Alain Damasio – La Horde du Contrevent
Résumé :
Ils sont vingt-trois, préparés depuis l’enfance, familiarisés avec les différentes formes du vent. Ils ont pour objectif d’atteindre l’Extrême-Amont, l’origine du monde. Leur quête est physique, spirituelle et existentielle : ils sont la trente-quatrième Horde du Contrevent.
Extrait :
) De mon passé de rafale, je n’ai jamais cherché à dégravoyer le lit. Mes souvenirs sont fait d’épaisseurs, de vents et de poussière. Je coule, j’avance à pas élastiques, délardé comme une pierre, étréci jusqu’au dense, jusqu’à l’axe.

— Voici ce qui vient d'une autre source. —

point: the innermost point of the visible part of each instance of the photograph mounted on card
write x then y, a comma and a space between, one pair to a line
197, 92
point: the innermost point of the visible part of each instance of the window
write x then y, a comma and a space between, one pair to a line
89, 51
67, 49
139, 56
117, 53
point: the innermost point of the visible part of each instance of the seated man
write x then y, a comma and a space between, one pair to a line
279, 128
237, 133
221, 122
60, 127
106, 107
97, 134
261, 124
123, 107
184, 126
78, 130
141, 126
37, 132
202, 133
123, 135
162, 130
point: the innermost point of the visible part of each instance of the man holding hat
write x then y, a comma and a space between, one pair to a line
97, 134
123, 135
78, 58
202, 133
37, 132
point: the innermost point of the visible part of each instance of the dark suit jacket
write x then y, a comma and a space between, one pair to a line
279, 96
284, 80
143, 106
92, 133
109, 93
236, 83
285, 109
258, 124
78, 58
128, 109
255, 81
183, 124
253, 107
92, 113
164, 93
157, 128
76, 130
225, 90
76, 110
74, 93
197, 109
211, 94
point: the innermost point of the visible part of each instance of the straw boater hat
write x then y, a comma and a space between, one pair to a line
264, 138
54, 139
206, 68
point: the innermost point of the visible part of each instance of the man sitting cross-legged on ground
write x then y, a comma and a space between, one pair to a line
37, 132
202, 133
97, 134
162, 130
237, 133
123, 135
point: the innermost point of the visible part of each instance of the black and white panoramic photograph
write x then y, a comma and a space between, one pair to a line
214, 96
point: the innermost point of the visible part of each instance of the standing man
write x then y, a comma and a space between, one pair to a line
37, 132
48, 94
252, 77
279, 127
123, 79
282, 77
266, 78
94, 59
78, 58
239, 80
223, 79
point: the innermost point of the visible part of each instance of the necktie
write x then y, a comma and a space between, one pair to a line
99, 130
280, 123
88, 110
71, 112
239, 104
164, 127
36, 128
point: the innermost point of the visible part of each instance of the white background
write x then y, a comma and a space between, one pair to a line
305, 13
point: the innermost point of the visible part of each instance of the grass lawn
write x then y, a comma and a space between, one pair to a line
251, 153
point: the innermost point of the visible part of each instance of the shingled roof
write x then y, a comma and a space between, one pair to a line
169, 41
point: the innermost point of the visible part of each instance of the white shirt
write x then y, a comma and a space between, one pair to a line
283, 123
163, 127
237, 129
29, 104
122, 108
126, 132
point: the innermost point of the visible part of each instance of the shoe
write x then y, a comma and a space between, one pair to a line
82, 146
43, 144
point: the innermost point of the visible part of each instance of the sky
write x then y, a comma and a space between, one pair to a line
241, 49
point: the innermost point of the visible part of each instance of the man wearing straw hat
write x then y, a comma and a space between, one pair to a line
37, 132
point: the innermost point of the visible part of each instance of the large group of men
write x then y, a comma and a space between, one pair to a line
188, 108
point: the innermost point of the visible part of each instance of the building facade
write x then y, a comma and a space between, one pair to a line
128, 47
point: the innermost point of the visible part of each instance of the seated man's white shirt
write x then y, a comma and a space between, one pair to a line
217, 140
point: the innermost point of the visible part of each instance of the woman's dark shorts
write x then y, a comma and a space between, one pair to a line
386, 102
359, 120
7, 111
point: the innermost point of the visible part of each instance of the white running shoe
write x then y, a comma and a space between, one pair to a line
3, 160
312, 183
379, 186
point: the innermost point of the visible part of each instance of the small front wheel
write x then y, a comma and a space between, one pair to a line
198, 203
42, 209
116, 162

Avant même de naître, je crois que nous marchions. Nous étions déjà debout, la horde entière étalée en arc, déjà fermes sur fémurs et nous avancions avec nos carcasses raclées et nos côtes nues, les rotules rouillées de sable, à griffer le roc avec nos tarses. Nous avons marché longtemps ainsi, tous ensemble, à chercher la première de toutes nos prairies. Nous n’avons jamais eu de parents : c’est le vent qui nous a faits. Nous sommes apparus doucement au milieu de la friche armée des hauts plateaux, à grandes truellées de terre voltigée pris dans nos ossements, par l’accumulation des copeaux de fleurs, dit-on aussi, sur cette surface qui allait devenir notre peau. De cette terre sont faits nos yeux et de coquelicots nos lèvres, nos chevelures se teintent de l’orge cueilli tête nue et des graminées attirés par nos fronts.
Avis :
C’est très difficile de résumer un livre comme celui-ci, voire même impossible. Il faut lire et entrer petit à petit dans l’histoire : c’est un univers ne ressemblant à nul autre qui se construit sous le regard du lecteur, un univers difficilement imaginable mais qui pourtant prend progressivement forme dans l’esprit, une symphonie de mots ciselés avec la plus grande finesse, une douce musique qui ensorcèle l’oreille, une saveur qu’on apprend à apprivoiser et dont on ne ne peut très vite plus se passer. Le début est un peu déroutant, on a d’abord du mal à différencier les divers personnages ; le vocabulaire aussi fait écran, le style de Damasio est assez déroutant puisqu’il remodèle le langage avec pas mal de néologismes, mais on s’y fait assez vite, puis la magie opère, imperceptiblement et irrémédiablement.
Je trouve épatant, à l’époque dans laquelle on vit, de découvrir un auteur qui possède un tel talent de conteur. Je repense à ces histoires qui me tenaient en haleine quand j’étais petite. Je lisais alors essentiellement poussée par la volonté de savoir ce qui allait se passer. Dans ce livre, il y a à la fois le plaisir de l’histoire, et en même temps tout un conglomérat de mythes, de courants de pensées, de croyances, dont le livre se fait la synthèse, en même temps qu’il crée quelque chose de nouveau et d’unique. Comme le dit la quatrième de couverture, il s’agit d’un “livre-univers”, l’accès n’en est peut-être pas donné immédiatement, mais c’est aussi ce qui fait toute sa valeur et l’aventure en vaut vraiment la peine.
Note :
Alain Damasio (1969) – Français
700 pages – 2004 – ISBN : 978-2-07-034226-6
octobre 7th, 2008 à 20:26
Je le note c’est certain! Ton billet m’enchante et j’ai bien envie de découvrir ce livre!
novembre 9th, 2008 à 15:41
J’ai acheté ce livre l’an dernier et par faute de temps je n’ai pu me mettre à sa lecture, mais rien qu’à la lecture du résumé, mon souffle s’est coupé et la décision d’acheter ce livre a été immédiate, j’ai su, incontinent, que ce livre était spécial. En rentrant chez moi je n’ai pu alors m’empêcher d’en lire quelques pages, et depuis je garde aussi ce sentiment d’une écriture mélodique. Alain Damasio, c’est comme un orchestre philharmonique jouant avec la plus grande délicatesse, comme un grand chef cuisinier qui dose parfaitement les saveurs, comme un peintre qui sait nous faire voir plein de choses en 3 coups de pinceaux. J’ai ressenti ça, rien qu’à la lecture d’une poignée de pages, quand je l’aurai lu, il faudra que je revienne compléter mon avis ici-même.